True
Temper Sports reported first-quarter sales dropped 48.5%, to $18.4 million from
the $35.8 million level in 2008. The golf company recorded a net loss of $11.5
million during the first quarter of 2009, compared to a net loss of $1.6
million the first quarter of 2008.

 

Gross
profit decreased to $2.7 million from $12.5 million, and SG&A was reduced
by 22% to $3.0 million, resulting in Adjusted EBITDA (defined below) for the
first quarter of $0.5 million compared to $9.6 million in the first quarter of
2008.

 

In his
comments about the company's performance, Scott Hennessy, President and CEO
said, “Coming into 2009, we certainly expected that our results would be
negatively impacted by the challenging global economic environment, and in
particular the unfavorable retail landscape for discretionary consumer goods.
Our first quarter results clearly reflect this weaker environment, along with
the significant decrease in the retail and wholesale channel inventories
throughout the global golf and sporting goods industry.

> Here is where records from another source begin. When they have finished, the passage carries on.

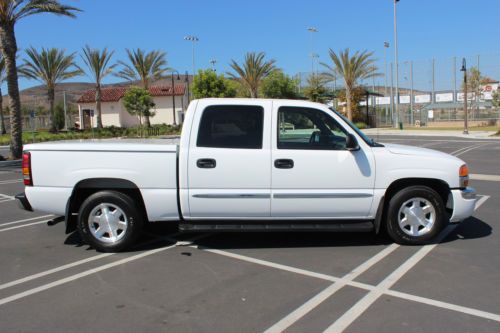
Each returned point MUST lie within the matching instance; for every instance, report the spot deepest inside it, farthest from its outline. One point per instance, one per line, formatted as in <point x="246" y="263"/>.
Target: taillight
<point x="26" y="165"/>
<point x="463" y="174"/>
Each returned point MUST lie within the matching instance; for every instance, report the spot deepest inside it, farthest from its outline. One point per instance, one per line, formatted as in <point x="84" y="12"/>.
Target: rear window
<point x="231" y="126"/>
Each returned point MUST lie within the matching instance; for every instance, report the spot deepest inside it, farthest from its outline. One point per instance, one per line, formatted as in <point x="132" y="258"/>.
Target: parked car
<point x="248" y="165"/>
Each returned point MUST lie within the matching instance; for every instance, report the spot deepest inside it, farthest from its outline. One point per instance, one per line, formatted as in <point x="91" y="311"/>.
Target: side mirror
<point x="351" y="143"/>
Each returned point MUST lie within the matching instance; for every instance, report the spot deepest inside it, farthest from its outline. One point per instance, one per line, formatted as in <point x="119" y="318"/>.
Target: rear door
<point x="229" y="158"/>
<point x="313" y="174"/>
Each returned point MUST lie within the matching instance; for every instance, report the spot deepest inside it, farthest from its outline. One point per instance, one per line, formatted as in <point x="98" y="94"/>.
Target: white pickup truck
<point x="248" y="165"/>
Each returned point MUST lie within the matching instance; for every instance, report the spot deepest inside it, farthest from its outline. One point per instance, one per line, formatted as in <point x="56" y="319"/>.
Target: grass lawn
<point x="475" y="128"/>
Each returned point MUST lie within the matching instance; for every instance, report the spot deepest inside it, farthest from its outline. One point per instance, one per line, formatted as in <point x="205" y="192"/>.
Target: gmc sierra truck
<point x="248" y="165"/>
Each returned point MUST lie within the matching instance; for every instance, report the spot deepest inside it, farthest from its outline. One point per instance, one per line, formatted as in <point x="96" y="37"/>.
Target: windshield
<point x="365" y="137"/>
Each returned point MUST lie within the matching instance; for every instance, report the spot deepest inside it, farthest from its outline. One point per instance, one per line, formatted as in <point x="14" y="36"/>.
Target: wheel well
<point x="437" y="185"/>
<point x="87" y="187"/>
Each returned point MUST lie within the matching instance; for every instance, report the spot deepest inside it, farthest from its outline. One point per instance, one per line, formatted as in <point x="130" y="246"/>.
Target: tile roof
<point x="116" y="93"/>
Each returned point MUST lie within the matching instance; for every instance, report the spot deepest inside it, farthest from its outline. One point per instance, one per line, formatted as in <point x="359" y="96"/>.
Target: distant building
<point x="115" y="114"/>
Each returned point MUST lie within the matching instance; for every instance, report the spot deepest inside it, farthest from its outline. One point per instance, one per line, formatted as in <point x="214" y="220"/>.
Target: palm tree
<point x="2" y="79"/>
<point x="351" y="68"/>
<point x="144" y="67"/>
<point x="50" y="66"/>
<point x="253" y="70"/>
<point x="98" y="66"/>
<point x="11" y="11"/>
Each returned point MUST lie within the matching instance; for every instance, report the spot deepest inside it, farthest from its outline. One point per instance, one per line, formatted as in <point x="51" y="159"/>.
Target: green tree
<point x="50" y="67"/>
<point x="316" y="90"/>
<point x="252" y="71"/>
<point x="98" y="65"/>
<point x="2" y="79"/>
<point x="144" y="67"/>
<point x="59" y="116"/>
<point x="279" y="85"/>
<point x="138" y="102"/>
<point x="11" y="12"/>
<point x="351" y="68"/>
<point x="496" y="99"/>
<point x="208" y="84"/>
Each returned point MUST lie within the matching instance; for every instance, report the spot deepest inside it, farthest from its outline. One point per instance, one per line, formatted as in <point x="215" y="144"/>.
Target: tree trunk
<point x="98" y="105"/>
<point x="145" y="84"/>
<point x="349" y="103"/>
<point x="2" y="129"/>
<point x="51" y="97"/>
<point x="9" y="49"/>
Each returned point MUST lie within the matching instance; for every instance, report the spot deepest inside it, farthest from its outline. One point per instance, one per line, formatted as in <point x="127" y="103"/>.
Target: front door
<point x="313" y="174"/>
<point x="228" y="163"/>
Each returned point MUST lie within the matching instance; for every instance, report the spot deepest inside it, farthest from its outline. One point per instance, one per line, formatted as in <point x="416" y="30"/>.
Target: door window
<point x="306" y="128"/>
<point x="231" y="126"/>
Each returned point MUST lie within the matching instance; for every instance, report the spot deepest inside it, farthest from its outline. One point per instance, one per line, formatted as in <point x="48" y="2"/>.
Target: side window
<point x="231" y="126"/>
<point x="306" y="128"/>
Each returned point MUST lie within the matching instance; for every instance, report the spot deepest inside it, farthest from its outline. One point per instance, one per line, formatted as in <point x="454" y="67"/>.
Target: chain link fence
<point x="430" y="92"/>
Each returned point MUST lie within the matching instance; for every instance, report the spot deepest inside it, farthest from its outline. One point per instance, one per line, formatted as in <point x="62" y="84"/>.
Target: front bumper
<point x="23" y="202"/>
<point x="463" y="203"/>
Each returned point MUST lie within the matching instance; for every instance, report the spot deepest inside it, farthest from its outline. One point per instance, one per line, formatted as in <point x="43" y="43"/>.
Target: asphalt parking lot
<point x="253" y="282"/>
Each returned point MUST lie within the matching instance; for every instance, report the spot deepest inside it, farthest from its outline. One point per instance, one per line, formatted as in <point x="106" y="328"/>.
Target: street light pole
<point x="213" y="62"/>
<point x="386" y="46"/>
<point x="193" y="40"/>
<point x="466" y="115"/>
<point x="312" y="30"/>
<point x="400" y="118"/>
<point x="173" y="92"/>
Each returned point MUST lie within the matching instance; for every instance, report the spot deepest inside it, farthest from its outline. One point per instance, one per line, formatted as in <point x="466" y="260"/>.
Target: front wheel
<point x="109" y="221"/>
<point x="415" y="215"/>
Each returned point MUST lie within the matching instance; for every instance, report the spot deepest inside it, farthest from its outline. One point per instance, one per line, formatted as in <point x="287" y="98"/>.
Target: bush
<point x="361" y="125"/>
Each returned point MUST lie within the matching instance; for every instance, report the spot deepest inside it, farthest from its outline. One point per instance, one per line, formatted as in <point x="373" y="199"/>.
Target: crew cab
<point x="248" y="165"/>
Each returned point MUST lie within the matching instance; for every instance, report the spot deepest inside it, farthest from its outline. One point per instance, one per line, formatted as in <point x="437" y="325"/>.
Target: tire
<point x="121" y="227"/>
<point x="415" y="216"/>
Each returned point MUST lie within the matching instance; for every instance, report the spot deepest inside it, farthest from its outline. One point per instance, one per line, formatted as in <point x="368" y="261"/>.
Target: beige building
<point x="115" y="114"/>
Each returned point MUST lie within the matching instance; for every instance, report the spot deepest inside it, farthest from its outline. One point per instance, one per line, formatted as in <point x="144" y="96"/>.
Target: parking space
<point x="252" y="282"/>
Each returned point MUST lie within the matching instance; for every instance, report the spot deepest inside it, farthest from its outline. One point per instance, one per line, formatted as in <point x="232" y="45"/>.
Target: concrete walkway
<point x="435" y="132"/>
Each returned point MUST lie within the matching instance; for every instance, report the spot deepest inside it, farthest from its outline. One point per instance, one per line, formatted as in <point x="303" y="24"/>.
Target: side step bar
<point x="364" y="226"/>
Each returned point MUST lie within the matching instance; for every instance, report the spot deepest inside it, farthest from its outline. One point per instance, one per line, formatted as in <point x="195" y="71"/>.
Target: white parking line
<point x="24" y="225"/>
<point x="491" y="178"/>
<point x="382" y="288"/>
<point x="10" y="181"/>
<point x="360" y="285"/>
<point x="90" y="272"/>
<point x="54" y="270"/>
<point x="5" y="196"/>
<point x="73" y="264"/>
<point x="25" y="220"/>
<point x="312" y="303"/>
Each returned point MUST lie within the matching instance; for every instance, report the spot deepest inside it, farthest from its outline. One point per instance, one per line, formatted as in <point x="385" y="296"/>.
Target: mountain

These factors combined
to deliver a pronounced decline in revenue for True Temper, as compared to the
record top line results that we reported in the first quarter of 2008. The
level of quarterly decline was also an issue of timing, influenced by the
strong results we posted during the second half of 2008, when our volume
certainly outpaced the industry and that of our competitors. It is clear that
those products are now being distributed and sold through the retail market,
and we remain confident that True Temper has maintained its market share in our
core golf business as the supply base adjusts its carrying levels of channel
inventories.”

 

Hennessy
continued, “While the overall retail landscape and golf market are
somewhat out of our control, we have taken a very aggressive approach to cost
containment and cash management in this difficult operating environment. Our
overall EBITDA for the first quarter of 2009 of $0.5 million was clearly at an
unsatisfactory level, but through our aggressive cost reductions we were able
to weather a nearly 50% drop in revenue and still report positive Adjusted
EBITDA for the quarter. These cost control actions affect every area of our
operation, and include a US
workforce reduction, suspension of certain expense and employee benefit
programs, and fixed cost initiatives intended to reduce infrastructure costs
for years to come. In addition, we continue to manage our working capital very
closely, and during the first quarter of 2009 we reduced our inventory level by
nearly $2.0 million. We were particularly pleased with this working capital
improvement given the backdrop of a significant decline in unit sales
volume.”

 

Outlook

 

Commenting
about the company's outlook for the future, Hennessy said, “Short-term
forecasting remains very challenging in this uncertain economic and retail
environment. While we are confident that the long-term outlook for the golf
industry is strong and stable, there are certainly a number of near-term market
forces that will result in a substantial decline in revenue for the industry
and True Temper during the remainder of 2009. These forces include both a
weaker retail consumer sales environment, and the continued reduction in
channel inventory which was initiated during the first quarter. Our operational
objectives during this time are focused on reducing variable costs in line with
unit sales volume, and to aggressively attack our fixed cost infrastructure to
remove any expenditures that are not absolutely necessary. Executing on these
key business initiatives during 2009 will ensure that we are well positioned to
maintain share and take advantage of the golf market growth that should
accompany an overall economic recovery in the future. In addition, we will
continue to work with our lenders to arrive at a financing arrangement that
addresses the company's current leverage, ensuring that our capital structure
is consistent with the current retail and credit market landscape. We remain in
active, collaborative discussions with our financing partners related to the
non-compliance on our various debt agreements disclosed during the first
quarter, and we do not expect this process to impact our company's ongoing
operations, customers, vendors or employees.”